C’est un coup à part. Un coup d’une autre époque, diront certains. Et ils n’auront pas tout à fait tort. Le coup droit à deux mains a connu son apogée avec Monica Seles, numéro une mondiale au début des années 90. Il a surpris, dérouté et fait naître des vocations, comme chez Marion Bartoli, aujourd’hui l’une des dernières représentantes de ce coup improbable. Sa victoire à Wimbledon prouve que ce style atypique peut encore faire gagner. Et pourquoi pas, inspirer d’autres générations de joueuses et de joueurs. Mais l’histoire semble dire le contraire.
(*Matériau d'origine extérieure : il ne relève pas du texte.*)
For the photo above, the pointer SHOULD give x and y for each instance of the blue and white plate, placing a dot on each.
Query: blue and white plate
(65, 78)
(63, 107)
De mémoire de passionnés, le premier à avoir frappé son coup droit des deux mains est l’Équatorien Pancho Segura, dans les années 40′ et 50′. Un coup né par hasard, quand son père, qui travaille dans un club de tennis, lui met entre les mains une raquette trop grande – et surtout trop lourde – pour lui. Pancho, qui souffre de rachitisme, parvient à effacer cette difficulté en utilisant ces deux mains. La technique sera payante : les angles sont plus faciles à trouver, les frappes plus précises et surtout, c’est une excellente forme de camouflage. Impossible pour l’adversaire de savoir où va partir la balle. L’Américain Jack Kramer, double vainqueur à Wimbledon, pense même à l’époque qu’il s’agit du meilleur coup sur le circuit. Mais pour d’autres, c’est un poids, un boulet attaché aux chevilles qui empêche d’avancer. La technique limite en effet l’allonge, et contraint à adopter un jeu de jambes impeccable pour trouver le placement idéal.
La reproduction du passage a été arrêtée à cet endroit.